Other than phrase structure-type probabilities, what other probabilistic information about extended projections might modulate the processing of an inflected word independently of the specific morphemes in the word? In an interesting series of papers, Harald Baayen and colleagues have suggested that processing might be modulated by variables associated with probability distributions over paradigms (see, e.g., Milin et al. 2009a,b). In addition to exploring the effects on processing of what we have called transition probability (the probability of the inflected word given the stem, in one direction, or the probability of the inflected word given the affix, in the other), they propose that processing is also affected by the relative frequency of the various inflected forms of a word, computed as “paradigm entropy.” Transition probabilities and paradigm entropy are both variables associated with particular stems. Interestingly, they also employ variables involving probabilities from the language beyond the statistics of particular stems. Milin et al. (2009a) suggest that the relative entropy of the paradigm of a stem also modulates processing. Relative entropy involves a comparison of the paradigm entropy of the stem of a word with the average entropy of all the stems in the same inflectional class. The idea is information theoretic: how much additional information do you gain from identifying a specific stem (with its own paradigm entropy) once you know to which inflectional class the stem belongs? Figure 1 below from Milin et al. (2009a) shows the paradigm entropies of three Serbian nouns (knjiga, snaga, pucina) and the frequencies of the inflectional class (feminine a-class) to which they belong.

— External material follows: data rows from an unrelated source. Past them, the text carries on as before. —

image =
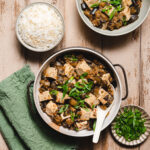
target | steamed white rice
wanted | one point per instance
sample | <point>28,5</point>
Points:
<point>40,26</point>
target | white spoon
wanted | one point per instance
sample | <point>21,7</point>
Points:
<point>101,114</point>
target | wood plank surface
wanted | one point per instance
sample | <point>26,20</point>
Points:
<point>132,51</point>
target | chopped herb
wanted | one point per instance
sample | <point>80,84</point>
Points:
<point>87,96</point>
<point>63,108</point>
<point>95,5</point>
<point>112,14</point>
<point>65,86</point>
<point>59,87</point>
<point>83,75</point>
<point>53,92</point>
<point>94,125</point>
<point>76,129</point>
<point>71,57</point>
<point>130,124</point>
<point>87,109</point>
<point>124,20</point>
<point>115,2</point>
<point>119,8</point>
<point>73,116</point>
<point>93,106</point>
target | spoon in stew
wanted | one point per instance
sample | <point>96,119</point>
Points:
<point>101,115</point>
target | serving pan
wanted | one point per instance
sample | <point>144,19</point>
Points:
<point>123,30</point>
<point>118,89</point>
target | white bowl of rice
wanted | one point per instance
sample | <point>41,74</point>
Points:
<point>40,27</point>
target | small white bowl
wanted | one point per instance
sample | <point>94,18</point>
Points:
<point>143,137</point>
<point>33,48</point>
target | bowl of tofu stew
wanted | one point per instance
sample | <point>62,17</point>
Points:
<point>113,17</point>
<point>70,86</point>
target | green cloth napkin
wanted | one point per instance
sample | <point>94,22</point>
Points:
<point>19,129</point>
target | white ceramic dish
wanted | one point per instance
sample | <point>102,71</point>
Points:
<point>118,90</point>
<point>124,30</point>
<point>143,137</point>
<point>30,47</point>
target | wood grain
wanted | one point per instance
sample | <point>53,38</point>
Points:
<point>132,51</point>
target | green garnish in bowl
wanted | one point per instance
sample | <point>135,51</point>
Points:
<point>130,124</point>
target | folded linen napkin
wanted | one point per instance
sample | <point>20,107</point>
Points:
<point>19,129</point>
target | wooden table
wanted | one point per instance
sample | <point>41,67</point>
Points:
<point>132,51</point>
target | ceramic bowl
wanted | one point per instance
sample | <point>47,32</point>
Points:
<point>143,137</point>
<point>30,47</point>
<point>118,90</point>
<point>124,30</point>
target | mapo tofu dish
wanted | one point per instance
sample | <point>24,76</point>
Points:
<point>111,14</point>
<point>72,87</point>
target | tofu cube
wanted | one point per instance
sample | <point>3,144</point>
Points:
<point>106,78</point>
<point>82,125</point>
<point>108,10</point>
<point>83,66</point>
<point>45,96</point>
<point>92,100</point>
<point>51,108</point>
<point>69,70</point>
<point>85,114</point>
<point>93,113</point>
<point>91,2</point>
<point>51,72</point>
<point>59,97</point>
<point>102,95</point>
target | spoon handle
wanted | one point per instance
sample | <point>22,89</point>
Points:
<point>100,119</point>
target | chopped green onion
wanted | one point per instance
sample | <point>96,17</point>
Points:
<point>112,14</point>
<point>94,125</point>
<point>95,5</point>
<point>53,92</point>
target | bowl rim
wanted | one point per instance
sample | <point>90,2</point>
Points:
<point>30,47</point>
<point>110,34</point>
<point>84,49</point>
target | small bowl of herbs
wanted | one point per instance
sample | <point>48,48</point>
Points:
<point>131,127</point>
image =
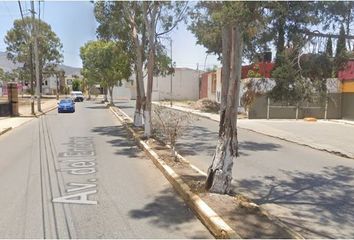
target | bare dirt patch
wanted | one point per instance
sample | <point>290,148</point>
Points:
<point>240,213</point>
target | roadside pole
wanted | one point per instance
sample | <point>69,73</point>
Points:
<point>171,73</point>
<point>38,94</point>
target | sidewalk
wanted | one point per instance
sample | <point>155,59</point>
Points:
<point>8,123</point>
<point>335,136</point>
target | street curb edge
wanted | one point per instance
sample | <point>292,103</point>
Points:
<point>216,225</point>
<point>5,130</point>
<point>337,153</point>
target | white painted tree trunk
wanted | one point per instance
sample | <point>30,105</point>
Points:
<point>105,95</point>
<point>147,124</point>
<point>138,118</point>
<point>220,171</point>
<point>110,89</point>
<point>140,91</point>
<point>151,32</point>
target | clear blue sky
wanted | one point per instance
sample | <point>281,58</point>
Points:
<point>74,23</point>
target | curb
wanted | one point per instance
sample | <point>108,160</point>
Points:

Relative entropy is a variable like the one explored in Sharpe & Marantz, which involved a comparison of the relationship between the form of a word and its usage as a noun vs. a verb with the average relationship between forms and usage across the language. What’s particularly interesting in the present context about the sort of paradigm variables identified by Milin et al. becomes clear if we recall the connection between paradigms and extended projections, and the identity between extended projections in the context of inflected words and extended projections in the context of sentences. As I suggested before, sentences in an important sense belong to verbal paradigms, which in English consist of a verb and the set of modals and auxiliaries associated with the “spine” of functional elements as summarized in Chomsky’s Tense-Modal-have-be-be-Verb sequence. If Milin et al. are on the right track, the relative entropy of these extended verbal “paradigms” should also be considered as a variable in sentence processing.

 

References

Milin, P., Filipović Đurđević, D., & Moscoso del Prado Martín, F. (2009a). The Simultaneous effects of inflectional paradigms and classes on lexical recognition: Evidence from Serbian. Journal of Memory of Language 60(1): 50-64.

Milin, P., Kuperman, V., Kostic, A., & Baayen, R.H. (2009b). Paradigms bit by bit: An information theoretic approach to the processing of paradigmatic structure in inflection and derivation. In Blevins, J.P. & J. Blevins, J. (eds.), Analogy in grammar: Form and acquisition, 214-252. Oxford: OUP.

Sharpe, V., & Marantz, A. (2017). Revisiting form typicality of nouns and verbs: a usage-based approach. The Mental Lexicon 12(2): 159-180.